Somewhere during the various writing I did for la causa, I realized this wasn’t just about Chuck, or the misrepresentation of Chuck’s article by the newspaper’s editor as “fake news” rather than satire. It was that sense of powerlessness, being left in the dark, that resonated, rather like the events leading to leaving my old church.
Since I joined another FOCUS congregation, I have had opportunity to worship back at Trinity, the first church I joined in Albany. The former pastor has been gone for more than a decade.

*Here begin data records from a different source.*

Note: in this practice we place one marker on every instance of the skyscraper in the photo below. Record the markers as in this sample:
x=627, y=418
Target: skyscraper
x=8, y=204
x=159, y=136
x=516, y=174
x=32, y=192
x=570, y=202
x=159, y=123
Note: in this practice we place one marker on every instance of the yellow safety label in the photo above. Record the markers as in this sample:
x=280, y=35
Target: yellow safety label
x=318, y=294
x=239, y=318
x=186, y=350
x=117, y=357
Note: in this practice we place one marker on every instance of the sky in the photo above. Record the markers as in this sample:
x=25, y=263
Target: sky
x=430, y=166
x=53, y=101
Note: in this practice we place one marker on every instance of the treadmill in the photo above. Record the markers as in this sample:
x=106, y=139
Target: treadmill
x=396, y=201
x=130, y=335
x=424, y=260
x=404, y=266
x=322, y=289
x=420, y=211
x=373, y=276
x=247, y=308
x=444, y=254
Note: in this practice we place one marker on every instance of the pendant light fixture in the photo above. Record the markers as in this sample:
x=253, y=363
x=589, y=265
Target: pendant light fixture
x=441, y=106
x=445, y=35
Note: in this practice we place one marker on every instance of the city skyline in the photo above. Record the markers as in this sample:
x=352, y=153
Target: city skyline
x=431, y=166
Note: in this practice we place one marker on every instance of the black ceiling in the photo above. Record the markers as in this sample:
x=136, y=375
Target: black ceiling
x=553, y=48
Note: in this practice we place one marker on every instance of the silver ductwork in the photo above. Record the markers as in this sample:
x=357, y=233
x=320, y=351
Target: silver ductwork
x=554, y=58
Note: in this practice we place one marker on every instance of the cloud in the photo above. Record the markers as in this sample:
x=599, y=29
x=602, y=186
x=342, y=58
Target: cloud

The first couple times I returned there was really weird and uncomfortable, with church members cajoling and pleading me to come back. Enough time has passed – I’ve now attended First Presbyterian as long as I had attended Trinity – that it’s no longer an issue. Still, old members there greet me fondly.
I’m going to sing in the choir there again – today, actually – because one of my old choir compatriots, Quentin Stacy Wilburn, died on July 9. He usually went by Stacy, or Q. He was 91.
It’s nearly impossible to explain how tightly-knit a choir can be. I still recall that we were all together at a choir member’s house on Christmas Eve 1989 or 1990, before we were to sing, when we got the word that our tenor soloist, Sandy Cohen, had had another heart attack and died. (He’d had one before, IN CHURCH, during the service, but wouldn’t leave until he “finished the gig.”)
Until the choir director recruited more tenors, I sang tenor with Stacy for a few months, high in my range, and not as instinctive to me as the bass line.
So now we’re going to come together, Trinity folks and former Trinity folks and FOCUS church folks and friends and sing for Stacy, because that’s what choir people do.